L’antiautoritarismo che era stato l’ispirazione di fondo e il tratto unificante della rivolta giovanile diede una forte spinta alla liberalizzazione dei rapporti di potere all’interno delle istituzioni e delle famiglie, all’affermazione dei diritti civili e umani, all’accettazione delle differenze (di razza, di nazionalità, di genere…). L’aspirazione a vivere in un mondo pacificato e sereno, il bisogno di superare la terribile disparità nella distribuzione delle ricchezze, la prospettiva di una soluzione globale per i problemi del mondo, si presentarono sempre più chiaramente come esigenze attuali e vive e ne derivò una tendenza alla democratizzazione della società che in forme e in tempi diversi fece sentire i suoi effetti sia sulle democrazie parlamentari dell’occidente, sia sulle dittature militari dell’Europa meridionale e dell’America latina, sia sui regimi comunisti.

2019: Woodstock cinquant’anni dopo
In occasione del cinquantesimo anniversario dal grande Woodstock ’69, lo stato di New York avrebbe dovuto ospitare un rinnovato festival nei giorni 16, 17 e 18 agosto. Tuttavia l’evento è stato definitivamente cancellato a causa di grandi problemi organizzativi e dell’abbandono del progetto da parte di molti degli artisti coinvolti.
La celebrazione di questo anniversario doveva avere l’obiettivo di recuperare la valenza sociale, l’impegno politico e il senso comunitario e pacifico che caratterizzarono l’originario Woodstock ’69. Il Festival, portatore di solidi ideali che hanno segnato la storia mondiale, doveva riproporsi come un momento di coinvolgimento sociale in cui si potesse realizzare solidarietà e comunità di intenti verso il nostro pianeta, profondamente provato dagli sfruttamenti e dalla nostra indifferenza.

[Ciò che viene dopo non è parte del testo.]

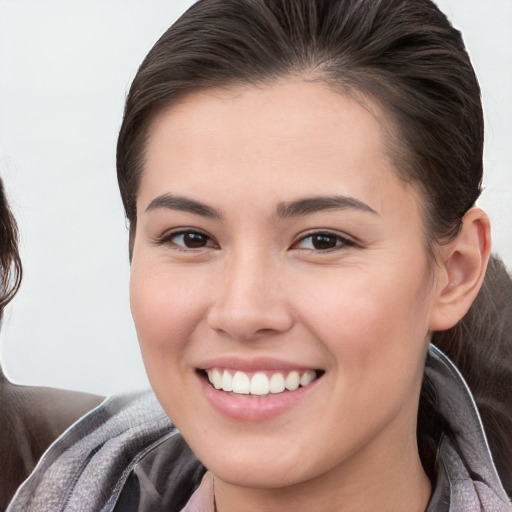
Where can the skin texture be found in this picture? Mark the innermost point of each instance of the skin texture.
(361, 312)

Il cofondatore Michael Lang aveva rilasciato a inizio anno un’intervista in cui sottolineava l’importanza al giorno d’oggi di sposare una giusta causa, progettava per questo evento il coinvolgimento di diverse ONG che combattono i cambiamenti climatici affinché tutti potessero riconoscere il proprio compito e si sentissero coinvolti in un progetto di portata mondiale per il bene di tutta l’umanità. Woodstock sarebbe dovuto essere un rinnovato inno alla pace, alla musica, all’amore per l’altro e per l’ambiente. Questo annullamento non è forse un lontano sintomo di una defezione? Di una paurosa sfiducia, di un mancato interesse nel difendere un principio di solidarietà e coesione?